Meyer refused a request for comment made through Kelly Mullens, his spokeswoman.
"This is not a distraction at all," she said. "Mr. Meyer has been fully cooperative and we have no reason to believe he is under investigation."
Fourteen people have been charged so far in the case, with six pleading guilty to a variety of charges, including conspiracy and wire fraud.
Federal prosecutors have said more charges would be filed before the start of trial in October. But the case has dragged as authorities try to decrypt audio files of telephone conversations seized from Pellicano's office.
"I think there has been an indication that prosecutors have their sights on Hollywood's higher-ups," said Laurie Levenson, a professor at Loyola Law School and a former federal prosecutor.
"But Pellicano's clients are pretty insulated. Prosecutors have to prove his clients knew there were illegal methods being used," she said.
Among other things, Pellicano is accused of wiretapping Hollywood stars such as Sylvester Stallone and paying two police officers to run names, including comedians Garry Shandling and Kevin Nealon, through a government database.
Prosecutors have been interested in two lawsuits filed against Grey in which his attorney, Bertram Fields, used the services of Pellicano. Fields, one of the most feared litigators in Hollywood, has acknowledged being a subject of the wiretapping investigation and denied being involved in any illegal activity.
The first lawsuit was filed in 1998 by Shandling, who accused Grey, his former manager, of taking excess commissions and fees from the HBO hit "The Larry Sanders Show." The federal indictment said a Los Angeles police officer took bribes from Pellicano to run Shandling's name through a government database.
Six months later, Shandling settled the lawsuit for an undisclosed amount.
In a 2001 lawsuit, producer Vincent "Bo" Zenga claimed Grey reneged on a deal to equally share profits from "Scary Movie." Prosecutors contend the same police officer conducted illegal background checks on Zenga and his attorney. The case is ongoing.
Meyer, 62, met Pellicano 11 years ago and the two men developed a friendship about the same time Meyer was hired as president of Universal.
Meyer sought Pellicano's help collecting money lent to businessman Bilal Baroody. In March 1999, Baroody's name was run through law enforcement computers, according to the indictment.
Grey and Meyer both built their reputations by spotting and grooming talent. Grey scouted comedians in New York before heading to Los Angeles and teaming with agent Bernie Brillstein to form a production company.

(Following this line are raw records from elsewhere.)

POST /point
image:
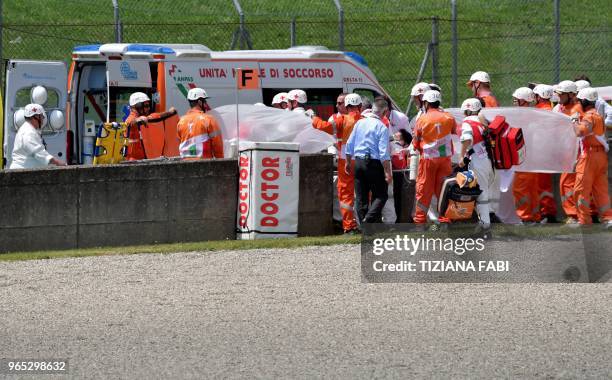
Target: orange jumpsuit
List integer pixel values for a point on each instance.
(135, 149)
(432, 138)
(592, 169)
(200, 136)
(525, 189)
(548, 206)
(342, 126)
(567, 180)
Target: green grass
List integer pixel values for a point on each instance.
(184, 247)
(500, 231)
(515, 45)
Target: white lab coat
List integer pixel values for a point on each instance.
(29, 151)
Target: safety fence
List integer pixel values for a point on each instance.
(443, 40)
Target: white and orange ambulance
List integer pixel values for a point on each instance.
(97, 86)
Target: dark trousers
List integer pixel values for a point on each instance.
(370, 178)
(403, 195)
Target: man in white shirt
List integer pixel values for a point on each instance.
(29, 150)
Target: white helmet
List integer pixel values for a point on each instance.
(588, 93)
(352, 100)
(35, 109)
(38, 95)
(480, 76)
(279, 98)
(566, 86)
(196, 93)
(432, 96)
(298, 95)
(138, 97)
(56, 119)
(471, 104)
(543, 90)
(524, 93)
(419, 89)
(580, 84)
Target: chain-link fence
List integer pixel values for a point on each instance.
(516, 41)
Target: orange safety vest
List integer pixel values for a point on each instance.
(572, 109)
(200, 136)
(592, 137)
(544, 106)
(135, 149)
(432, 134)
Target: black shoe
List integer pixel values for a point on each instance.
(483, 230)
(494, 218)
(420, 227)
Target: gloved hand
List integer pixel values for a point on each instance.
(310, 113)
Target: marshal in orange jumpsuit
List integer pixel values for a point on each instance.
(548, 206)
(592, 169)
(567, 180)
(200, 136)
(432, 138)
(135, 150)
(342, 126)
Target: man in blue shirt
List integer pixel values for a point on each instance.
(369, 146)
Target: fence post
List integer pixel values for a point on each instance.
(419, 75)
(118, 27)
(292, 32)
(557, 11)
(241, 35)
(454, 52)
(340, 25)
(434, 46)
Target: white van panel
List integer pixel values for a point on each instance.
(23, 75)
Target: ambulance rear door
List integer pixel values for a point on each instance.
(21, 77)
(216, 77)
(320, 78)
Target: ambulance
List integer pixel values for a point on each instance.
(97, 85)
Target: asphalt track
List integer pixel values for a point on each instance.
(298, 313)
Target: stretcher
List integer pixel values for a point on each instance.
(111, 144)
(458, 196)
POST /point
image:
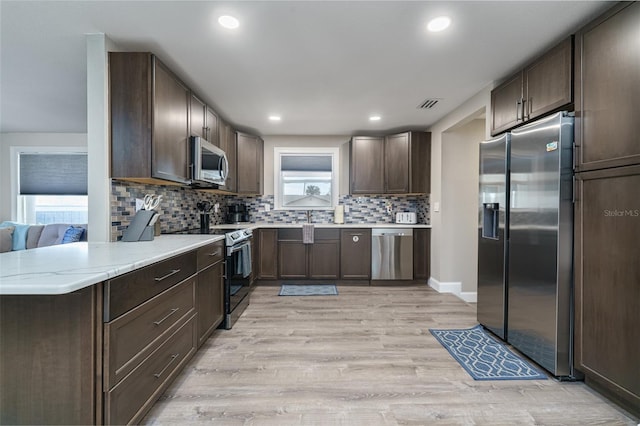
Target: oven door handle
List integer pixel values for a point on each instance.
(235, 249)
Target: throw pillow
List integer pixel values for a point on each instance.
(19, 234)
(72, 235)
(6, 239)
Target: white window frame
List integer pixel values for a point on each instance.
(278, 152)
(18, 208)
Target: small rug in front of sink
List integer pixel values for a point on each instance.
(484, 357)
(308, 290)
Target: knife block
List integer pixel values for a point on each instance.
(138, 229)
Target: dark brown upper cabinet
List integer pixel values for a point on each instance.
(249, 158)
(607, 90)
(543, 86)
(149, 120)
(211, 131)
(197, 117)
(395, 164)
(227, 138)
(366, 165)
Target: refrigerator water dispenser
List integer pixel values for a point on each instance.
(490, 220)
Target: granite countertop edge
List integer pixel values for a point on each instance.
(66, 268)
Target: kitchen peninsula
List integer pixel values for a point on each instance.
(75, 319)
(93, 333)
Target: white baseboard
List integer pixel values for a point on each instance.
(454, 288)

Grey was behind the "The Larry Sanders Show" and "The Sopranos." He also produced films such as "The Wedding Singer" and "Scary Movie."
Before Grey was hired in early 2005, Paramount green-lighted what turned out to be a string of flops, including "Aeon Flux," "Elizabethtown" and the remake of "The Honeymooners." In its most recent quarter, profits at the studio fell 28 percent to $51.1 million.
Its fortunes could improve with the acquisition of DreamWorks, maker of the animated comedy "Over the Hedge," which has grossed nearly $140 million in recent weeks.
Grey helped broker "Mission: Impossible III," only to see the high-octane thriller sputter at the U.S. box office with just over $130 million.
Meyer co-founded Creative Artists Agency with several other talent agents in the mid-1970s. The talent agency became one of the most powerful in the nation, signing such A-list stars as Tom Cruise, Al Pacino and Warren Beatty.
Since Meyer took over at Universal, the studio has gone through three owners - Canadian liquor distributor Seagram Co., French media company Vivendi and now NBC parent General Electric Co.
Once one of the most profitable studios, Universal has fallen to the middle of the pack. GE doesn't break out separate profit figures for the studio.
It has had several hits this year, including "The Break Up," with Jennifer Aniston and Vince Vaughn, that is approaching the $100 million mark. Last year, the studio released its remake of "King Kong," which grossed about $550 million in theaters worldwide.
No matter how their studios perform, some observers believe the reputations of Grey and Meyer will suffer because of their association with Pellicano.
"They will have a cloud over their heads," Levenson said. "It's a long-term stain."